Podcast : le désir dans le couple est-il voué à la disparition…ou à une métamorphose ?
- nairiboudet
- 3 mars
- 3 min de lecture
Je vous invite à écouter mon interview avec Gaëtan et Benjamin de la chaîne Youtube Les Fameux pour en apprendre plus !
Le couple contemporain : une pression inédite
Le sociologue Anthony Giddens décrit dans La transformation de l’intimité l’émergence de ce qu’il appelle la “relation pure”.
Ce modèle est décrit comme une relation libre, maintenue tant qu’elle procure une satisfaction mutuelle et fondée sur la communication et l’égalité.
Elle ne repose pas sur l’obligation sociale, religieuse ou économique, mais sur la satisfaction émotionnelle et personnelle qu’elle procure.
Autrement dit, si un couple fonctionne, c'est parce qu'il rend heureux.
Cela implique ce que Giddens nomme une “intimité réflexive” : les partenaires doivent parler de leurs attentes, de leurs besoins, de leurs frustrations. Et la sexualité devient un terrain de négociation explicite.
Ce cadre relationnel est certes émancipateur, mais exigeant : le désir ne peut plus être laissé à l’implicite. Il doit être expliqué, analysé, parfois justifié. Or le désir, par nature, échappe en partie à la rationalisation.
Nous voilà donc face à une tension :
D’un côté, une relation fondée sur la transparence et la communication.
De l’autre, une expérience érotique qui suppose une part d’opacité, de mystère, de spontanéité.
Quand le désir baisse, il ne s’agit pas seulement d’un changement hormonal ou d’une fatigue passagère. C’est toute la structure de la relation moderne qui se retrouve interrogée.
Dans ses travaux, notamment Consuming the Romantic Utopia et Pourquoi l’amour fait mal, Eva Illouz analyse comment l’amour romantique s’est imbriqué dans les logiques du capitalisme et de la modernité.
Elle montre que :
l’amour est devenu un lieu central de réalisation de soi,
le choix du partenaire repose sur des critères émotionnels et psychologiques,
et la relation est évaluée en permanence en termes de satisfaction.
Autrement dit, nous ne restons plus dans une relation par devoir ou nécessité sociale, mais parce qu’elle nous apporte une expérience émotionnelle jugée satisfaisante.
Cela transforme profondément la manière dont nous vivons le désir.
Dans ce modèle, le désir n’est plus seulement un élan charnel : il devient un indicateur de qualité relationnelle. S’il diminue, cela peut être interprété comme un dysfonctionnement, un signal d’échec personnel ou conjugal...
Illouz insiste aussi sur un point crucial : la modernité a introduit une logique de comparaison permanente. Les récits médiatiques, les images culturelles et aujourd’hui les réseaux sociaux créent des standards implicites de passion, d’intensité et d’épanouissement sexuel. Le couple devient un espace soumis à une évaluation quasi-consumériste.

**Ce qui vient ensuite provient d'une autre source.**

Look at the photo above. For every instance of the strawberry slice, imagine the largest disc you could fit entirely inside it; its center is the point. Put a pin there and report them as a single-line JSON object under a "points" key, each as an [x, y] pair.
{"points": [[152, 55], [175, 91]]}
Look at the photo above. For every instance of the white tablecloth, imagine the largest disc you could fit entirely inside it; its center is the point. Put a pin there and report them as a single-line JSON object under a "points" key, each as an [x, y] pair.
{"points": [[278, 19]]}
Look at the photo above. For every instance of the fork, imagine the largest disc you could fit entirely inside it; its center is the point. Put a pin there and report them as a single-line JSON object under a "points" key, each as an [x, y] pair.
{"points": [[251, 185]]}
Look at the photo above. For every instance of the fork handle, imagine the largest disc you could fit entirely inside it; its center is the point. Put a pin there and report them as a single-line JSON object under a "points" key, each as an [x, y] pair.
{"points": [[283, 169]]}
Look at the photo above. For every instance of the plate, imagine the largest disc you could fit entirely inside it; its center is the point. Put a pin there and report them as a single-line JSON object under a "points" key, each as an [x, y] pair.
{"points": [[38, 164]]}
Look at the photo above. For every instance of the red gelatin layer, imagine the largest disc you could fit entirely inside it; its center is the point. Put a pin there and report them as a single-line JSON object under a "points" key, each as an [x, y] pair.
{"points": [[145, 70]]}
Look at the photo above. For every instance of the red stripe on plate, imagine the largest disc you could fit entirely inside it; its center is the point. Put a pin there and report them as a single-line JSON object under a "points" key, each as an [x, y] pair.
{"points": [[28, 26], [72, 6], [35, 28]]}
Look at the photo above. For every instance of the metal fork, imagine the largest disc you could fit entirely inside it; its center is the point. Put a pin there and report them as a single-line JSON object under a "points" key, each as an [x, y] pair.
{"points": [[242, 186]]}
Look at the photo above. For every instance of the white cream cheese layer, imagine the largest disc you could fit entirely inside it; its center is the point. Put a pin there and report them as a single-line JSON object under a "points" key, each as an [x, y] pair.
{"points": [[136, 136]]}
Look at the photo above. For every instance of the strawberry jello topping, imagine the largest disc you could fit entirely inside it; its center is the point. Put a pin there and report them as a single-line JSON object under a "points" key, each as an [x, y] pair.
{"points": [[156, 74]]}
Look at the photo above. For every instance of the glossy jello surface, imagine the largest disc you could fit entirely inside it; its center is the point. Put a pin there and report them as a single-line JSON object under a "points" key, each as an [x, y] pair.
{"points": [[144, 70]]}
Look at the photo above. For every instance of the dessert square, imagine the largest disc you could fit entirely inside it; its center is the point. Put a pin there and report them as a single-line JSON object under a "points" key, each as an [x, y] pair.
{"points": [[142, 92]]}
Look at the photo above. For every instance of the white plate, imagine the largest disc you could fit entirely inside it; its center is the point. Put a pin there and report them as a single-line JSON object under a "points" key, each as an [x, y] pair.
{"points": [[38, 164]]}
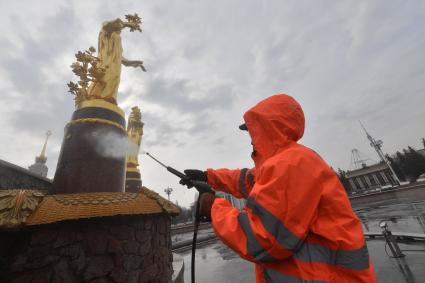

Ainsi, la question “Pourquoi je ne ressens plus la même chose ?” n’est pas seulement intime. Elle est nourrie par un imaginaire collectif où l’intensité émotionnelle doit être durable et renouvelée.
Le désir, dans ce contexte, est sommé de rester spectaculaire : nous avons internalisé des standards élevés de satisfaction affective et sexuelle.
Le désir a besoin d’altérité
Or le désir repose sur une tension paradoxale.
Il a besoin de proximité… mais aussi de distance.
Simone de Beauvoir écrivait déjà que l’amour ne peut survivre que si deux subjectivités distinctes se rencontrent sans se dissoudre. La fusion totale annule l’altérité — et avec elle, la possibilité du désir. Le psychanalyste Jacques Lacan parlait du désir comme structuré par le manque. Lorsque tout devient prévisible, lorsque l’autre cesse d’être une énigme, la tension érotique peut s’affaisser.
Mais la sociologie interactionniste apporte une autre clé.
Erving Goffman a montré que la vie sociale repose sur des mises en scène, des rôles, des cadres interactionnels. Or la vie conjugale installe progressivement un cadre de familiarité extrême : on se voit fatigué, malade, irrité, débordé. L’espace érotique, qui suppose un certain jeu de présentation, se trouve absorbé par le quotidien.
Ce n’est pas le désir qui disparaît “naturellement”. C’est le contexte interactionnel qui change.
Nous sommes héritiers d’un modèle romantique amplifié par le cinéma, la littérature et aujourd’hui les réseaux sociaux.
Le problème n’est pas la baisse du désir. Le problème est l’écart entre nos attentes et la réalité.
Raviver le désir ne signifie pas revenir au début.Cela signifie comprendre ce qui a changé et décider comment réintroduire du jeu, de la curiosité, de la différenciation.